Sous les paroles autoritaires de Yoongi, le rouquin me lâche, à mon plus grand bonheur, et retourne à sa place en boudant.
Finalement, nous continuons de travailler pendant une bonne heure avant que tout le monde se décide à partir. Je reste assis sur ma chaise pendant que les autres se lèvent.
- Je vais travailler un peu encore ici. Histoire de rattraper mon retard.
Ils acquiescent sans rien et quittent la pièce en souriant. Je soupire et pose mon regard sur la feuille.

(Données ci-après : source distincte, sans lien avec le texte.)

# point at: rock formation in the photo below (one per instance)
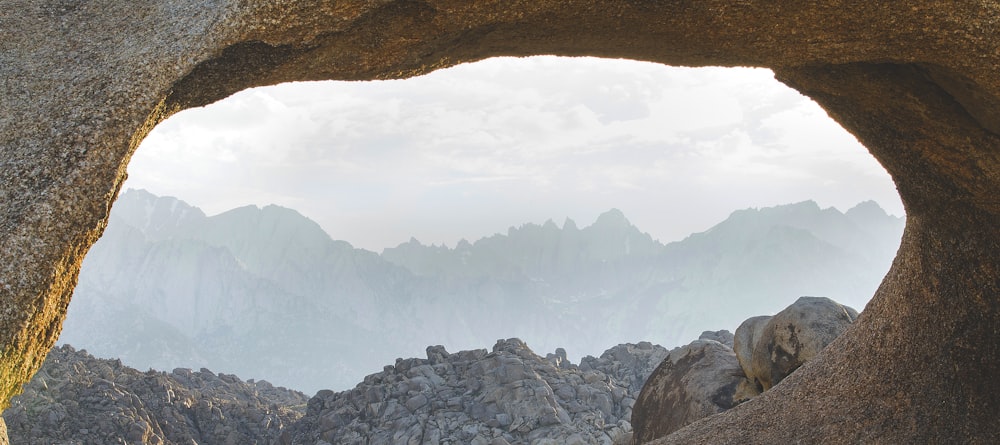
(76, 398)
(721, 370)
(695, 381)
(506, 396)
(791, 338)
(915, 81)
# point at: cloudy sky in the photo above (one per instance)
(472, 150)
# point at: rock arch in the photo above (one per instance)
(83, 82)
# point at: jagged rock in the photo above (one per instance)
(708, 377)
(792, 337)
(509, 395)
(914, 81)
(76, 398)
(725, 337)
(694, 381)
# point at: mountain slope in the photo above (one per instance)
(253, 290)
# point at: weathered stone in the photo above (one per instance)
(746, 338)
(693, 382)
(510, 395)
(83, 83)
(794, 336)
(77, 398)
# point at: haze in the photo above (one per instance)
(469, 151)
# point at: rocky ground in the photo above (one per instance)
(78, 399)
(508, 395)
(505, 396)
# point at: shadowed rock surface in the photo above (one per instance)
(795, 336)
(721, 370)
(506, 396)
(83, 83)
(76, 398)
(695, 381)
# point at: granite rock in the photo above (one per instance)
(915, 82)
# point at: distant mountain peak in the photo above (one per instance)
(612, 218)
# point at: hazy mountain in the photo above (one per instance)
(266, 293)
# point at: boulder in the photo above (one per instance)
(693, 382)
(792, 337)
(915, 81)
(507, 395)
(746, 338)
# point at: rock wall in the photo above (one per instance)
(83, 82)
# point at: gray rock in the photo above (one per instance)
(695, 381)
(76, 398)
(794, 336)
(725, 337)
(507, 396)
(746, 338)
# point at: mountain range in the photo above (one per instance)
(266, 293)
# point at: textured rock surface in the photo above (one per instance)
(793, 337)
(721, 370)
(82, 83)
(695, 381)
(507, 396)
(76, 398)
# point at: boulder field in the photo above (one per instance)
(83, 82)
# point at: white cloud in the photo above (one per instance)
(469, 151)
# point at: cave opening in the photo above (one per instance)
(464, 154)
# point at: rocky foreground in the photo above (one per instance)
(507, 395)
(78, 399)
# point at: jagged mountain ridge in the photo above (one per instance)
(253, 289)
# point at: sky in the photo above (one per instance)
(469, 151)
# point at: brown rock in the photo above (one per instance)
(693, 382)
(83, 83)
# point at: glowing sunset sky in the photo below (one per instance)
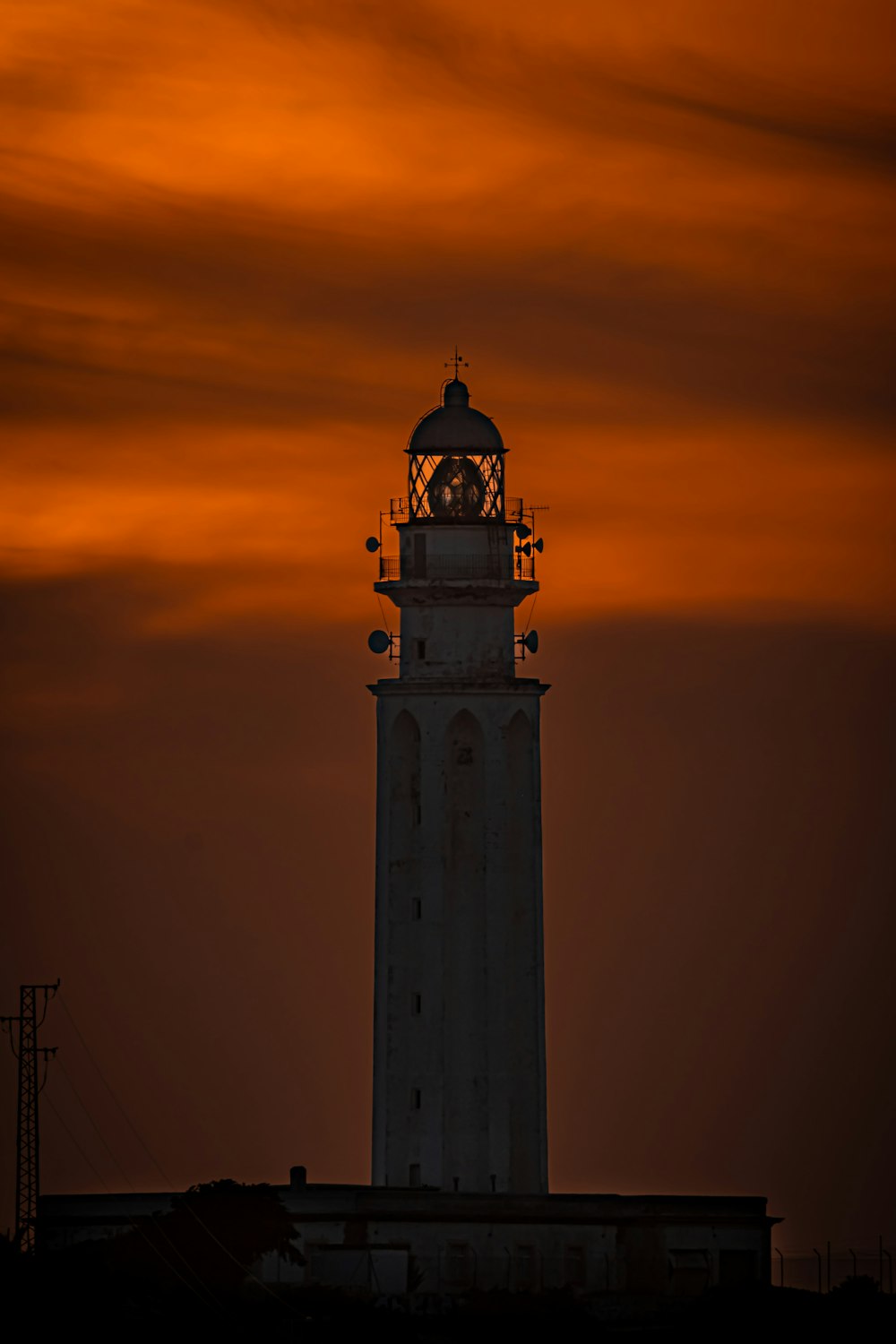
(238, 239)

Je commence à vivre mal le fait de les soupçonner. Vraiment. Pour Hoseok, à la base, j'ai eu du mal. Parce que c'est un ami de longue date tout simplement.
Mais pour les trois autres, c'est une autre affaire.
Je n'avais aucun scrupule au début. Mais maintenant c'est différent. Je crois tout simplement que je commence à les apprécier. Sincèrement. Et ça même si je sais que l'un d'entre eux est sûrement mon stalker.
Mais c'est plus fort que moi. Ils sont gentils, vraiment. Quand je les regarde, quand je parle avec eux, je n'arrive pas à voir une once de méchanceté ou de dérangement mental. C'est juste quatre jeunes hommes parfaitement normaux.
Pourtant, c'est l'un d'eux. Et je commence à redouter le moment où je découvrirais finalement lequel est mon stalker. Parce que je ne saurais pas quoi faire. Parce que je sais que je vais être blessé. Parce que je sais que je vais de nouveau me retrouver au fond du gouffre.
Je sais que ça va faire mal.
Je sais que je vais de nouveau être terrifié.
La terreur.
En parlant de ça. Je n'ai plus peur en ce moment. Même le soir, quand mon stalker est devant ma porte. Je n'ai plus peur. Plus du tout.
Pour être franc, je suis même excité. J'attends avec impatience son arrivée, son message. J'attends un indice.
Même quand je suis avec eux, je n'ai pas peur.
Il m'arrive même parfois de faire abstraction de mes problèmes et de juste profiter des instants avec eux. Même s'ils ne le voient sûrement pas comme ça vu que je fais la tronche presque H vingt quatre. Pourtant moi, je le ressens comme ça.
Je me suis attaché à eux. C'est aussi simple que ça.
Pourtant même si c'est simple, je sens que cet attachement est une énorme erreur de ma part.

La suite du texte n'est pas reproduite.